When I returned to the Lord two years ago, after a very long “prodigal” season, I was thirsting for His Word and information about Christianity. One day at the library, I stumbled upon “The Case for Christ” (1998), a popular, basic Christian apologetic written by evangelical, Lee Strobel*. I enjoyed that book so I then borrowed his “The Case for Faith” (2000). Whoa! Put on the brakes! In that book Strobel cites Roman Catholics, Mother Teresa, pope John Paul II, G. K. Chesterton, and Teresa of Avila as shining examples of faithful Christians. He even devotes an entire chapter to the thoughts of Catholic philosopher, Peter Kreeft. I was stunned! Had Rome suddenly embraced the Gospel of salvation by God’s grace through faith in Jesus Christ alone? No, Rome still teaches its false gospel of salvation by sacramental grace and merit. When I had walked away from the Lord and the church in 1991, I could see the beginnings of cooperation and compromise with Rome, but nothing like this outright, unabashed betrayal of the Gospel.

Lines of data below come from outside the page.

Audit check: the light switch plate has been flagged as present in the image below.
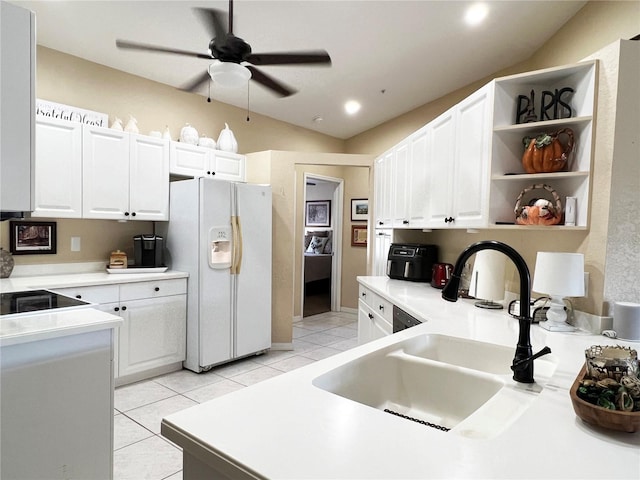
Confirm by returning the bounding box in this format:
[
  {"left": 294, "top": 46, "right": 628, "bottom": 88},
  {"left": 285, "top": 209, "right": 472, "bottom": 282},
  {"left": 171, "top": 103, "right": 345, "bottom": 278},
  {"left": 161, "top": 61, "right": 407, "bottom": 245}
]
[{"left": 71, "top": 236, "right": 81, "bottom": 252}]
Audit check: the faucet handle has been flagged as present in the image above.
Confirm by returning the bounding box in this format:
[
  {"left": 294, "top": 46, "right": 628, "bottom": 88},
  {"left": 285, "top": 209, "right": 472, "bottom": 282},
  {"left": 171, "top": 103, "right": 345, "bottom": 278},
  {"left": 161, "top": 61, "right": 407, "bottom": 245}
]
[{"left": 511, "top": 346, "right": 552, "bottom": 372}]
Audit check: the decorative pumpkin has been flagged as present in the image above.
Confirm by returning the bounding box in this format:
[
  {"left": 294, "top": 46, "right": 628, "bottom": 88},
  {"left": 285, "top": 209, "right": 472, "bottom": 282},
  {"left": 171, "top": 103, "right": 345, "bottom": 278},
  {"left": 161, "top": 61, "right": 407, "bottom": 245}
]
[
  {"left": 514, "top": 184, "right": 563, "bottom": 226},
  {"left": 521, "top": 128, "right": 574, "bottom": 174},
  {"left": 217, "top": 123, "right": 238, "bottom": 153},
  {"left": 180, "top": 124, "right": 199, "bottom": 144}
]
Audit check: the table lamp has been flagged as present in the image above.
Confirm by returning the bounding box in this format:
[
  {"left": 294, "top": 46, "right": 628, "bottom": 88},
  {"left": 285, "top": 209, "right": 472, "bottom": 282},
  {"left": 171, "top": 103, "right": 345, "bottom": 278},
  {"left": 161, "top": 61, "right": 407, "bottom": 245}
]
[
  {"left": 469, "top": 250, "right": 506, "bottom": 309},
  {"left": 533, "top": 252, "right": 585, "bottom": 331}
]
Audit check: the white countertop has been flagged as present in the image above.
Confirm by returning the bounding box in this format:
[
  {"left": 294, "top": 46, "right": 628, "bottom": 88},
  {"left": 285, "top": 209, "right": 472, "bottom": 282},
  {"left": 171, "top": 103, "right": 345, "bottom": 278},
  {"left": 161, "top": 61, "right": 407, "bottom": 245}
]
[
  {"left": 162, "top": 276, "right": 640, "bottom": 480},
  {"left": 0, "top": 270, "right": 188, "bottom": 293},
  {"left": 0, "top": 269, "right": 187, "bottom": 346}
]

Since then, I’ve seen many, many more examples of evangelical compromise and betrayal. Last week I was browsing the net and came across the article below that’s critical of Scottish Reformed pastor, David Robertson. Robertson is well known in Reformed evangelical circles and is a close associate of theologian, Sinclair Ferguson. Robertson authored a book titled, “Magnificent Obsession” (2013), in which he identifies the pope as a brother in Christ. He favorably quotes the pope and other Catholics twenty-six times throughout the book. In the attached video, Robertson admits he’s even tempted to convert to Catholicism.
Consequently, I echo the questions regarding Robertson in the article: How can Ferguson share a pulpit with Robertson? How could Alistair Begg recommend “Magnificent Obsession” and invite Robertson to speak at one of his conferences? How could R. C. Sproul recommend “Magnificent Obsession”? How could 3500 copies of “Magnificent Obsession” be distributed to pastors at the 2016 Shepherds’ Conference hosted by John MacArthur? Did these gentlemen actually read the book? Did their eyes glaze over when Robertson identified the pope as his brother in Christ and went on to quote him and other Catholics twenty-six times? What goes through people’s heads?!?!?!
* I’ve since found out that Lee Strobel, like Ravi Zacharias, is a disciple of theologian Norman Geisler, a leader in the Catholic-evangelical ecumenical movement.